Nicht wahr, Herr Hess, falls Herr Halper nicht an der Ben Gurion gelehrt hat, werden Sie dies in der nächsten oder übernächsten Ausgabe von Natürlich berichtigen. Zu viele Menschen haben heute einen enormen Hass auf die Israeli und damit auch auf alle Juden. Schuld daran sind die zum Teil haarsträubenden Medienberichte. Berechtigte Kritik an Israel ja, es darf aber nicht sein, dass Menschen ihren Hass auf alles was jüdisch ist, wieder unkontrolliert abreagieren dürfen.“
 
Allerdings hatte ich nichts zu berichtigen. Denn es gibt eine Internetseite der Organisation „Jewish Peace Fellowship“ http://www.jewishpeacefellowship.org/Halper.html, auf der zu lesen steht: „Jeff Halper (53) is the Coordinator of the Israeli Committee Against House demolitions (ICAHD) and a Professor of Anthropology at Ben Gurion University. He has lived in Israel since 1973. Jeff has researched and written extensively on Israeli society and is the author of the book Between Redemption and Revival: the Jewish Yishuv in Jerusalem in the nineteenth century, Westview, 1991. Jeff founded and directed IsraelÍs Committee to Save the Ethiopian Jews. He has been active in the Israeli peace movement for many years. As the Coordinator of ICAHD, he has forged a new mode of Israeli peace activity based on non-violent direct action and civil disobedience to the Israeli Occupation authorities and in close cooperation with Palestinian organizations.“
 
Statt dass die Israeli stolz auf jene ihrer Mitbürger sind, die sich um den Frieden bemühen, werden diese offenbar ignoriert, nicht zur Kenntnis genommen. Immerhin unterschob mir die freundliche Leserbriefschreiberin, die meine Arbeitsweise kennt, keine antijüdischen Motive, weil sie wusste, dass es mir bei meiner publizistischen Arbeit schon immer ausschliesslich um die Wahrheitsfindung ging, wenigstens um eine Annäherung daran. Und das ist schwierig genug.
 
Ich war selber mehrmals in Israel und habe mit dem jüdischen Volk keine schlechte Erfahrung gemacht, im Gegenteil. Ich bin also nicht vorurteilsbehaftet und mit keiner Spur von Antisemitismus belastet. Nur gibt es aus meiner Sicht keine auserwählten Völker, die einen Freipass haben, international anerkannte Grundsätze mit Füssen zu treten, die ungestraft tun und lassen können, was ihnen gefällt.
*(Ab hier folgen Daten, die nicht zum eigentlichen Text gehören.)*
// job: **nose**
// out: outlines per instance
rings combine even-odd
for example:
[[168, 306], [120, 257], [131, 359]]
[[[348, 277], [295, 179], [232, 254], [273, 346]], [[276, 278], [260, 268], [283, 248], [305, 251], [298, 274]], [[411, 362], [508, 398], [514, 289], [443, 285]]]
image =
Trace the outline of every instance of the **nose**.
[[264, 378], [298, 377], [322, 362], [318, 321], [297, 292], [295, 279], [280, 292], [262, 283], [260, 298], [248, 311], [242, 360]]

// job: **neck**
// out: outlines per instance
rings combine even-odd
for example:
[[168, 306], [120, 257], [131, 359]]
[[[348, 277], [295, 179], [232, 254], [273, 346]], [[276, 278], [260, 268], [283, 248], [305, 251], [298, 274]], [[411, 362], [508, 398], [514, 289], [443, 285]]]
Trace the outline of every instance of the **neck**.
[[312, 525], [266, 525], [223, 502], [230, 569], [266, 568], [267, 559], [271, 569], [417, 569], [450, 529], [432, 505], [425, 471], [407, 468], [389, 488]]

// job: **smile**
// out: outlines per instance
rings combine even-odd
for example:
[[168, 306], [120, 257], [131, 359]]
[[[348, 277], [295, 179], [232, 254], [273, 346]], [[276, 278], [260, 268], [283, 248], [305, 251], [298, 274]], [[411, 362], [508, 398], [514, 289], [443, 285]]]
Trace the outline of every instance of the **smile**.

Das ist auch eine Anspielung auf die selbstherrlichen USA, die sich über alle Gesetze hinwegsetzen oder diese umschreiben. Es darf auch kein Volk geben, das sich jeder Kritik aus der Weltöffentlichkeit zu entziehen vermag, indem auch sachlich argumentierende Kritiker kriminalisiert und bestraft werden. Auch die Zuflucht zur Zwecklüge wird allmählich unerträglich.
 
Es liegt eine unbeschreibliche Tragik auf dem Judentum, die vielleicht gemildert werden könnte, wenn es endlich möglich werden sollte, Verstösse gegen das Menschen- und Völkerrecht auf allen Seiten im Klartext zu benennen und die Humanität von allen gleichermassen zur Maxime des Handelns würde.
 
Ich wusste schon damals nicht, ob man so etwas schreiben und publizieren darf. Ich wusste und weiss nur, dass es gesagt werden muss. Nicht allein der palästinensischen Oliven wegen. Es geht um Grundsätzliches.